By Karen Brainard
The crowd spilled out of a hangar and onto the parking lot Saturday morning at Ramona Airport as everyone listened intently to a review of safety procedures to follow after the Federal Aviation Administration closes the air traffic control tower in June.
Although originally scheduled to shut down on April 7, the Ramona control tower will remain open until June 15, the FAA announced last week. The federal agency said it was postponing the closures of 149 air traffic control towers across the country to resolve multiple legal challenges. According to the FAA, it must eliminate funding for the towers due to the agency’s $637 million worth of budget cuts required under sequestration.
About 150 men and women, some flying in from other airports such as Montgomery Field and Fallbrook, showed up for the April 6 safety seminar, aimed at helping to smooth the transition from towered to non-towered operations at Ramona Airport. “It’s always good to be refreshed,” said Jaye Matthews, president of Pacific Executive Aviation, which leases out 60 hangars at the airport and hosted the safety meeting. Matthews said about 150 aircraft are stationed at Ramona.
Addressing the crowd, Julie Keane, who has a flight school at the airport — Julie Keane Aviation — and volunteers as an FAA Safety Team (FAAST) representative, said, “Collision avoidance is going to be our biggest concern. We need to mitigate the risk.”
Keane and Bob MacHale, manager of the air traffic control tower, reviewed such procedures as approaches into the airport, scanning for air traffic, reporting positions, and using radio contact. Keane said aircraft without radios are legally allowed to fly at non-towered airports. A review sheet containing non-towered airport operations and resource phone numbers and websites was disseminated among those attending.

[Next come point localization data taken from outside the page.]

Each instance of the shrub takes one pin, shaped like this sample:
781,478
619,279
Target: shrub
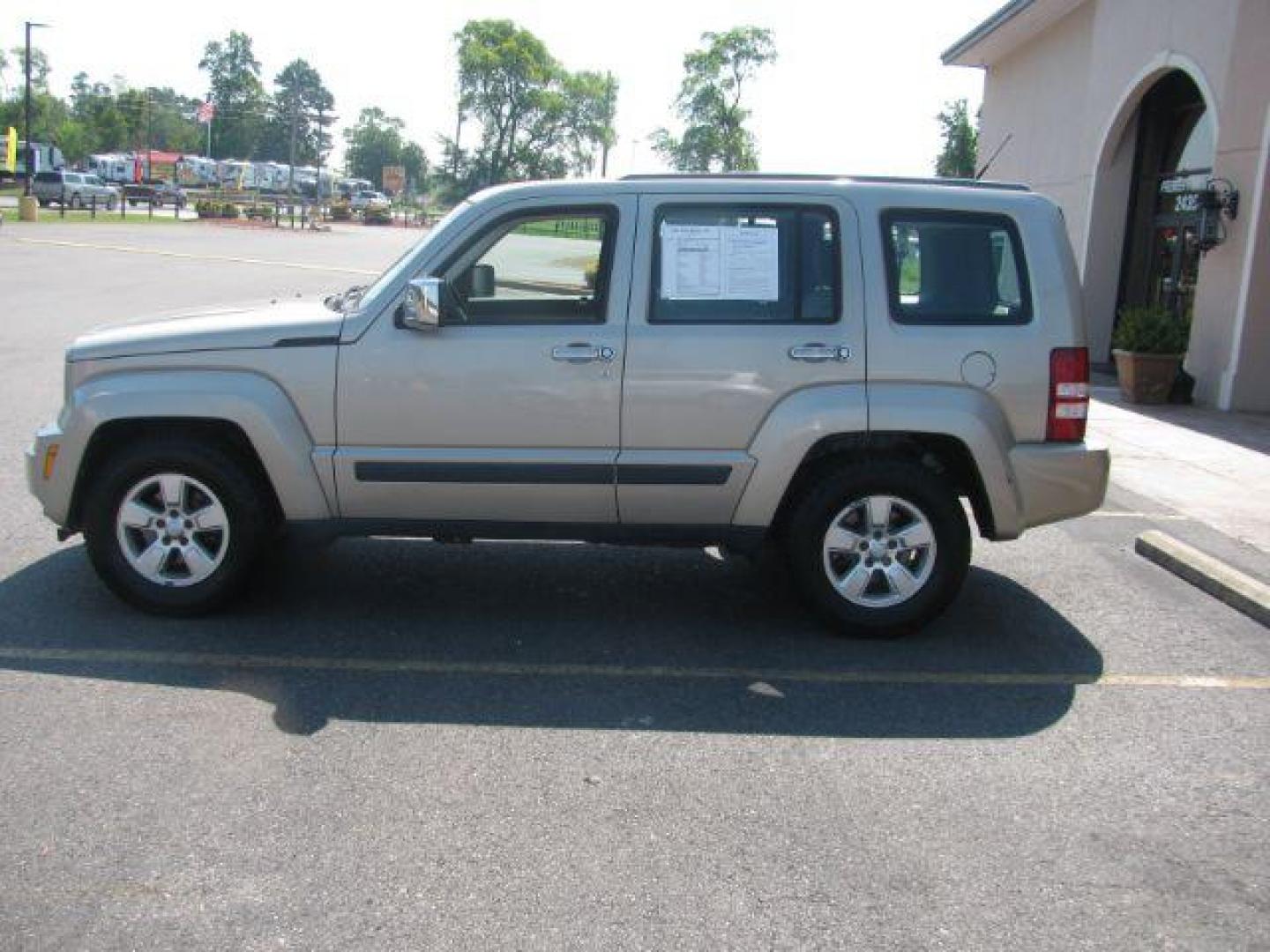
1151,329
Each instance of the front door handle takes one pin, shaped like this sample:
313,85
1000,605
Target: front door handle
819,353
582,353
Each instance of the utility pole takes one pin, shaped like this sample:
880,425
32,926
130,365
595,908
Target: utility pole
609,123
150,144
291,183
26,109
459,131
318,184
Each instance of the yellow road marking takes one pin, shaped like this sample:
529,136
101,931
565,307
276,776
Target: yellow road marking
188,256
385,666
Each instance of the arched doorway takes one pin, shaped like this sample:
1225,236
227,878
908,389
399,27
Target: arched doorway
1174,159
1165,122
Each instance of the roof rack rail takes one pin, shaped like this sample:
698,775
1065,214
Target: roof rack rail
808,176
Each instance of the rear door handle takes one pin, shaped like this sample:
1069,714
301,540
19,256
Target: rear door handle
819,353
582,353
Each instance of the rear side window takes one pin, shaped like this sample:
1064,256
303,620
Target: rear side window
955,268
752,264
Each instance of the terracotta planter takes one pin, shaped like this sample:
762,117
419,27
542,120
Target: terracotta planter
1146,378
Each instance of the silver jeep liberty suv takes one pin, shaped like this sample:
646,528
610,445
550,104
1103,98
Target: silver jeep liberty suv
825,366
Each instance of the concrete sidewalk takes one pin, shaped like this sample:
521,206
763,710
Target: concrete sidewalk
1192,466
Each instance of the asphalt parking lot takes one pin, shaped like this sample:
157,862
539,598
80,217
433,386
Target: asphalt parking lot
527,746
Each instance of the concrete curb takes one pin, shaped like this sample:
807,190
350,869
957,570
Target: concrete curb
1229,585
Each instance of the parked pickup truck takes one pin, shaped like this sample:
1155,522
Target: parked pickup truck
74,190
822,367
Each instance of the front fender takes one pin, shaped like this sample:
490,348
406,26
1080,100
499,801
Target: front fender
251,401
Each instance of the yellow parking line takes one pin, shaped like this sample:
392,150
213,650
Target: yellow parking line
190,257
384,666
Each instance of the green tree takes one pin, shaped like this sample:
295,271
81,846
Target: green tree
536,118
299,92
376,141
240,100
960,143
709,103
40,69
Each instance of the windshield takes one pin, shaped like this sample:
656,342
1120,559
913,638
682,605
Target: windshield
401,265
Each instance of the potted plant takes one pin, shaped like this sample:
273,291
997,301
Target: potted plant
1148,346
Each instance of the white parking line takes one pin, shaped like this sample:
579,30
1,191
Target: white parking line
230,259
377,666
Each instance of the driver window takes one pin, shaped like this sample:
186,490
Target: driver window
548,268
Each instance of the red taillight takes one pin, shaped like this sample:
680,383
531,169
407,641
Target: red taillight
1068,394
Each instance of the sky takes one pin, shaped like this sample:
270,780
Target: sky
855,89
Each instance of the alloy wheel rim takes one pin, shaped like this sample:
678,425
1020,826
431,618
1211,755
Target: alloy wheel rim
173,530
879,551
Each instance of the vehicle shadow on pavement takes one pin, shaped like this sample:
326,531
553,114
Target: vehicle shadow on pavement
560,636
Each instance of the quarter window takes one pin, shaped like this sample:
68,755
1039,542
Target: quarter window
546,268
955,268
753,264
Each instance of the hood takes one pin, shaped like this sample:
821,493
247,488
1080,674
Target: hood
270,325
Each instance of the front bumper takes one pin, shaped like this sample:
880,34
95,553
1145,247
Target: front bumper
1059,480
55,492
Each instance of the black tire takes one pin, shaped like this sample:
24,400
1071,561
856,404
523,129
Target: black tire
834,490
244,501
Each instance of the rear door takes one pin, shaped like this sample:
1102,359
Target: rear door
738,301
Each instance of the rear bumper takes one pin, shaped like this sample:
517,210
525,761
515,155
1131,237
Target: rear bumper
1058,480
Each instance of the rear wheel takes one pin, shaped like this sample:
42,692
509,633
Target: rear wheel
879,548
173,527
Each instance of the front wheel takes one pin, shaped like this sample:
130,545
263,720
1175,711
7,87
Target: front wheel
879,548
173,525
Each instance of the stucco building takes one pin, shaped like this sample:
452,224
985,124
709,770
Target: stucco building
1139,118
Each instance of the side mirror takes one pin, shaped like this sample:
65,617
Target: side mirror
422,306
482,280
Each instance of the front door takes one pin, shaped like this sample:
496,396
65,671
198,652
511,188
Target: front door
738,301
510,413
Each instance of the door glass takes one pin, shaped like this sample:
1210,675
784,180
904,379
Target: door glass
540,270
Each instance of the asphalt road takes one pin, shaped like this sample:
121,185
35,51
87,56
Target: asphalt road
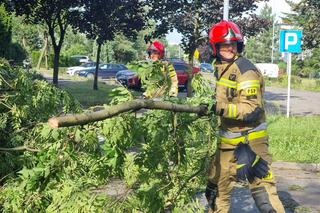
301,103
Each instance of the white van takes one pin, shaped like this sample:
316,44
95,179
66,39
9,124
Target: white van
268,69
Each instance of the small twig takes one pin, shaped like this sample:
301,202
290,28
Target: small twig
6,82
19,148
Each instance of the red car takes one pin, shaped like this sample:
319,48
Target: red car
129,79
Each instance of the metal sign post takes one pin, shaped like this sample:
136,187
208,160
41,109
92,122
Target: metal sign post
290,42
226,10
289,82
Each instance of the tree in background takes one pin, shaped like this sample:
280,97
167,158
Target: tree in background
259,47
29,36
54,14
77,44
101,20
194,18
306,15
5,31
8,49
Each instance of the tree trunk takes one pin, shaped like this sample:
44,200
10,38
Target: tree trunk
110,111
56,65
95,82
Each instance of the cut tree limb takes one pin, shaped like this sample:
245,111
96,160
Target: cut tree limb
110,111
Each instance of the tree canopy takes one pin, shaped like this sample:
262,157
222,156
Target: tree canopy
55,15
306,15
101,20
194,18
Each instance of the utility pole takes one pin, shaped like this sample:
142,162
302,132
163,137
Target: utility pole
226,10
273,20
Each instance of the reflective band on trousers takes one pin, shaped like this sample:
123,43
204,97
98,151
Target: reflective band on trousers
248,84
227,83
232,110
251,136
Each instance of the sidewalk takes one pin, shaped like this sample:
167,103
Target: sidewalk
298,187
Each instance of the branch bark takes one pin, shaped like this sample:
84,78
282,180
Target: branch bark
19,148
88,117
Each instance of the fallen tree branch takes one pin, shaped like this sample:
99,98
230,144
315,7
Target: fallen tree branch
19,148
108,112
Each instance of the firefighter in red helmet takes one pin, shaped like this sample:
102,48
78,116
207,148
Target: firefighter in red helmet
156,52
242,150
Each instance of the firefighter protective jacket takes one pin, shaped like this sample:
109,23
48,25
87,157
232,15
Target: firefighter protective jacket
239,95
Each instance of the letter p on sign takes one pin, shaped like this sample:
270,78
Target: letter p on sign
290,41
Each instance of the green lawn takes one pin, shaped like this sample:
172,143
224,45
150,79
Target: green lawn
296,139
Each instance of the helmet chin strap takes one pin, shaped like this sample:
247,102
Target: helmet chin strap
229,60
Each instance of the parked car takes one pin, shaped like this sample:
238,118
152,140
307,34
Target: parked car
268,69
105,71
206,67
77,69
81,58
182,73
130,79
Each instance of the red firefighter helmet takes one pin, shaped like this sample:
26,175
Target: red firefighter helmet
156,46
225,32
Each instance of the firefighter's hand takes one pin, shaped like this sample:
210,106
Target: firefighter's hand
173,93
211,194
146,95
212,109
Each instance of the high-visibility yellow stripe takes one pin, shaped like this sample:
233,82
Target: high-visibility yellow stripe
248,84
240,166
172,74
232,110
251,136
256,160
227,83
269,176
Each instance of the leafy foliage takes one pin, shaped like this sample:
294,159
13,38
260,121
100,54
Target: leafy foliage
159,157
259,47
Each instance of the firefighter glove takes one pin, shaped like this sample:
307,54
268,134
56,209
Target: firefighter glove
211,194
173,93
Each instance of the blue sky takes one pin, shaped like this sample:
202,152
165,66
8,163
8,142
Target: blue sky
279,7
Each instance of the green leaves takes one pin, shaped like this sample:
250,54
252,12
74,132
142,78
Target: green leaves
161,156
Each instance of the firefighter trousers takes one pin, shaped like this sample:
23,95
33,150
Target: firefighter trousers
222,173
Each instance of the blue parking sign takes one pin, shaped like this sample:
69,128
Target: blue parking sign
290,41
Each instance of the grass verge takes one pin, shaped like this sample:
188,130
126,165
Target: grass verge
84,93
296,139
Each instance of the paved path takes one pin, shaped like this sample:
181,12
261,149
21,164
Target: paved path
298,187
302,102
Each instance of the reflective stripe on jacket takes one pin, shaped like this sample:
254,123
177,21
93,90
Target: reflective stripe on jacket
239,95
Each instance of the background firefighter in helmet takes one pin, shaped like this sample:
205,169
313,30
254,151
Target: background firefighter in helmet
242,150
156,53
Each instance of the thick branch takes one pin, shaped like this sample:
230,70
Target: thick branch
85,118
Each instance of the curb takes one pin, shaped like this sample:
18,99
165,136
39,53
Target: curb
311,167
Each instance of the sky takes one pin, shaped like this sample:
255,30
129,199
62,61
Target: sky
279,7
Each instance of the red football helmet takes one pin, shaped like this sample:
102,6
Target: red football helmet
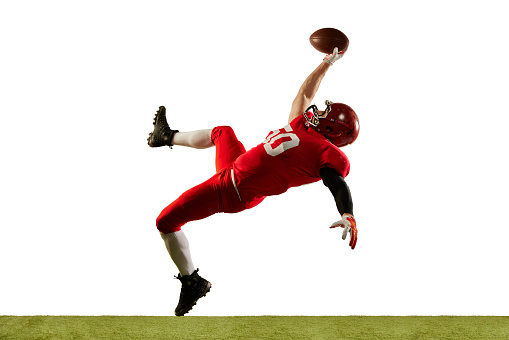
338,123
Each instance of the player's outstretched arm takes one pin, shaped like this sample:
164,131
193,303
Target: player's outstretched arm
310,86
307,91
339,189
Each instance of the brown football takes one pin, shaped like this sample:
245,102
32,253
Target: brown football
325,39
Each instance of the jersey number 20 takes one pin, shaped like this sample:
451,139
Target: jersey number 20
278,141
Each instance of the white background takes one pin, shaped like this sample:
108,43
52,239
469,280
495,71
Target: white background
80,188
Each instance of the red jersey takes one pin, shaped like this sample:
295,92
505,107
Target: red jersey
288,157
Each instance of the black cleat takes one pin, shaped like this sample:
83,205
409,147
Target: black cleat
162,134
193,287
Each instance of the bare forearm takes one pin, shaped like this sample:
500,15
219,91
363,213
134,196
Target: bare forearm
312,82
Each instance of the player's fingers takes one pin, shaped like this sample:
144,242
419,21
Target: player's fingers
336,224
353,240
346,231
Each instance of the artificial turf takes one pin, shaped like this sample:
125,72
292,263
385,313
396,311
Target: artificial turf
254,327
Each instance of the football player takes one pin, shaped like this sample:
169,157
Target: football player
304,151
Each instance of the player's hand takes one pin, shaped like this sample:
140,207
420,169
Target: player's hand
335,56
350,226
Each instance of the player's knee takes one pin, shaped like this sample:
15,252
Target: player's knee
164,226
223,132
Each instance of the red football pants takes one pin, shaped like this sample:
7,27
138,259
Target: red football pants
215,195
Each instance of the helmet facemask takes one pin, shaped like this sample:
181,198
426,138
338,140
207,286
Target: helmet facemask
313,116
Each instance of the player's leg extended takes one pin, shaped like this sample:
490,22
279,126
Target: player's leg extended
228,147
196,203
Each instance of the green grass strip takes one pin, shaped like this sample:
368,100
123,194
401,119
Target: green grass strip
255,327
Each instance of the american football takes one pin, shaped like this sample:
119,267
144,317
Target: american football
325,39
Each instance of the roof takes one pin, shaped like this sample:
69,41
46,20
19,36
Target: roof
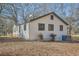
49,14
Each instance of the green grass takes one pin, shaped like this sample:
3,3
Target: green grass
75,37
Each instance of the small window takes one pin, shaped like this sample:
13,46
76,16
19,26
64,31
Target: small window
61,27
51,17
24,26
50,27
41,26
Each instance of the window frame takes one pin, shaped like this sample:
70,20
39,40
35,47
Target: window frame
49,27
41,28
24,26
61,27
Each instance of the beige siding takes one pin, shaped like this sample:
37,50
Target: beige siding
46,20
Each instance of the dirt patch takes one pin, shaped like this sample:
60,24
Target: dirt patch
39,48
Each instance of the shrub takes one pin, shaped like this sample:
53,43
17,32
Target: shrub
52,36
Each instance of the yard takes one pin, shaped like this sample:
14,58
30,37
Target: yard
36,48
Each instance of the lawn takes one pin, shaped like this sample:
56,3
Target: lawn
36,48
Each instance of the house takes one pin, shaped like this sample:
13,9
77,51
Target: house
46,25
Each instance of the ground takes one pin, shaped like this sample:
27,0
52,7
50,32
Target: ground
36,48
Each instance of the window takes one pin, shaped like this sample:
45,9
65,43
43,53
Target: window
50,27
61,27
24,26
41,26
51,17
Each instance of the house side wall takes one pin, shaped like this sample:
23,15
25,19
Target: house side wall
34,32
16,30
23,33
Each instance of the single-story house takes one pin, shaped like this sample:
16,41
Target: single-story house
46,25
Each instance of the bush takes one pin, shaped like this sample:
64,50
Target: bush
40,36
52,36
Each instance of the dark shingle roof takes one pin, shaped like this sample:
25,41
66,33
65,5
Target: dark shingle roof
49,14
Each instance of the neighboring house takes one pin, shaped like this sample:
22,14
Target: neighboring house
46,25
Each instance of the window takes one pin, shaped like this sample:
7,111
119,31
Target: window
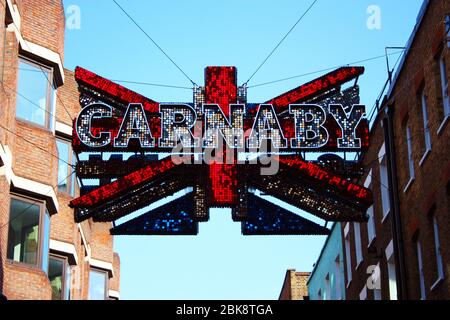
437,248
377,282
384,183
371,233
359,256
447,29
363,294
327,288
98,284
426,124
444,86
410,157
337,277
29,232
35,94
391,271
421,274
59,276
348,258
66,180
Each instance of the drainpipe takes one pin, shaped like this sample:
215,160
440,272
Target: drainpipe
397,234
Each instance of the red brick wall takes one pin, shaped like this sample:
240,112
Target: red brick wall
114,283
26,283
102,242
43,23
429,188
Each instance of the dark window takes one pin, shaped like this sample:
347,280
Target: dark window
444,86
35,94
29,232
66,180
98,285
59,276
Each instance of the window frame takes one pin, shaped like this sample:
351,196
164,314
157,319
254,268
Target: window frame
426,126
42,211
51,91
96,270
438,254
65,261
371,225
384,183
410,158
392,272
358,244
423,294
348,254
72,183
444,85
337,277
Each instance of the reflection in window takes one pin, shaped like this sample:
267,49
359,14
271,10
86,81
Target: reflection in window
56,276
29,233
35,94
66,180
444,86
97,285
23,236
59,276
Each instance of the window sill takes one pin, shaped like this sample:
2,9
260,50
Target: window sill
443,125
24,266
385,216
348,284
359,265
425,156
410,182
33,125
371,242
437,283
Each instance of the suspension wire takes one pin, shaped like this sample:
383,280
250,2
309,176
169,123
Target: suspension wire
35,202
153,84
48,80
154,42
280,42
35,145
324,70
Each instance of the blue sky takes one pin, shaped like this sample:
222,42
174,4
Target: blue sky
220,263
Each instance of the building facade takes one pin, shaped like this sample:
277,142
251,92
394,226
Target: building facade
404,248
294,286
44,253
326,281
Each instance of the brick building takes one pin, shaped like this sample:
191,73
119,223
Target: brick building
326,281
294,286
44,253
405,245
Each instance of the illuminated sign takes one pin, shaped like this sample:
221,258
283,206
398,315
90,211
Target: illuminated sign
230,151
177,123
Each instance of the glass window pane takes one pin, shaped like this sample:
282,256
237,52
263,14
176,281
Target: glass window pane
55,275
33,89
67,283
63,167
23,236
45,241
97,285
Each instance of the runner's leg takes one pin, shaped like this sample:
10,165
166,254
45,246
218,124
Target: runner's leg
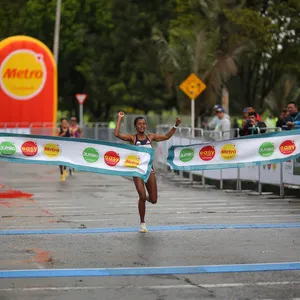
152,188
140,187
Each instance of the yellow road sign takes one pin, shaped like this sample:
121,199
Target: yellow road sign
193,86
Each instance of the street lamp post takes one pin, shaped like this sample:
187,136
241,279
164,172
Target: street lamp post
57,29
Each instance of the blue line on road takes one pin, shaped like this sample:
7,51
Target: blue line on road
150,270
153,228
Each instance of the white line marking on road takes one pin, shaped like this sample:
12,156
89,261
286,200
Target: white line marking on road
176,286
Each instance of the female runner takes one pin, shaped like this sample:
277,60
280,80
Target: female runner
144,140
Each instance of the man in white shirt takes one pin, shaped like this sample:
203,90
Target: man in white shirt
212,124
223,124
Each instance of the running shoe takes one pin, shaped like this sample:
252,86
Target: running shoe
143,228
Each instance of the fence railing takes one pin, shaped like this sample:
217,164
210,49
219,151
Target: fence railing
281,175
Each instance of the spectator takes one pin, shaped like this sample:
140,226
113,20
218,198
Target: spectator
253,126
223,123
251,108
281,119
213,123
293,115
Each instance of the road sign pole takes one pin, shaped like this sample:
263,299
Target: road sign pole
193,117
81,115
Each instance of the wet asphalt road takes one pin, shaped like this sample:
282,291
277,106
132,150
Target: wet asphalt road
89,200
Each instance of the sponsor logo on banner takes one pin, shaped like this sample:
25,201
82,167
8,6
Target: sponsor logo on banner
132,161
90,155
287,147
266,149
7,148
296,166
51,150
207,153
228,152
111,158
29,148
23,74
186,154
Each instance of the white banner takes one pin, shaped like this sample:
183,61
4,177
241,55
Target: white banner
254,150
82,154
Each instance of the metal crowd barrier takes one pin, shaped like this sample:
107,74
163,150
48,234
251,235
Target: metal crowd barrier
183,136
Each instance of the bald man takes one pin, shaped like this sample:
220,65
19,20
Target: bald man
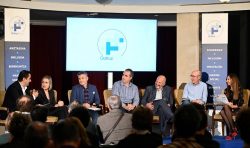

The control tower was established in 2004, after three people died in a 1995 mid-air collision involving federal firefighting aircraft. Ramona Airport is in the district of County Supervisor Dianne Jacob, who has been fighting the closure, citing public safety, especially since it serves as the hub for Cal Fire and the U.S. Forest Service when fighting wildfires.
Keane told the pilots to be aware of Cal Fire operations and to be cautious.
“Be vigilant for helicopters,” warned MacHale.
The air traffic controller said Cal Fire arrives quickly and departs quickly, and pilots should make sure they don’t do anything to hinder the fire agency’s operations.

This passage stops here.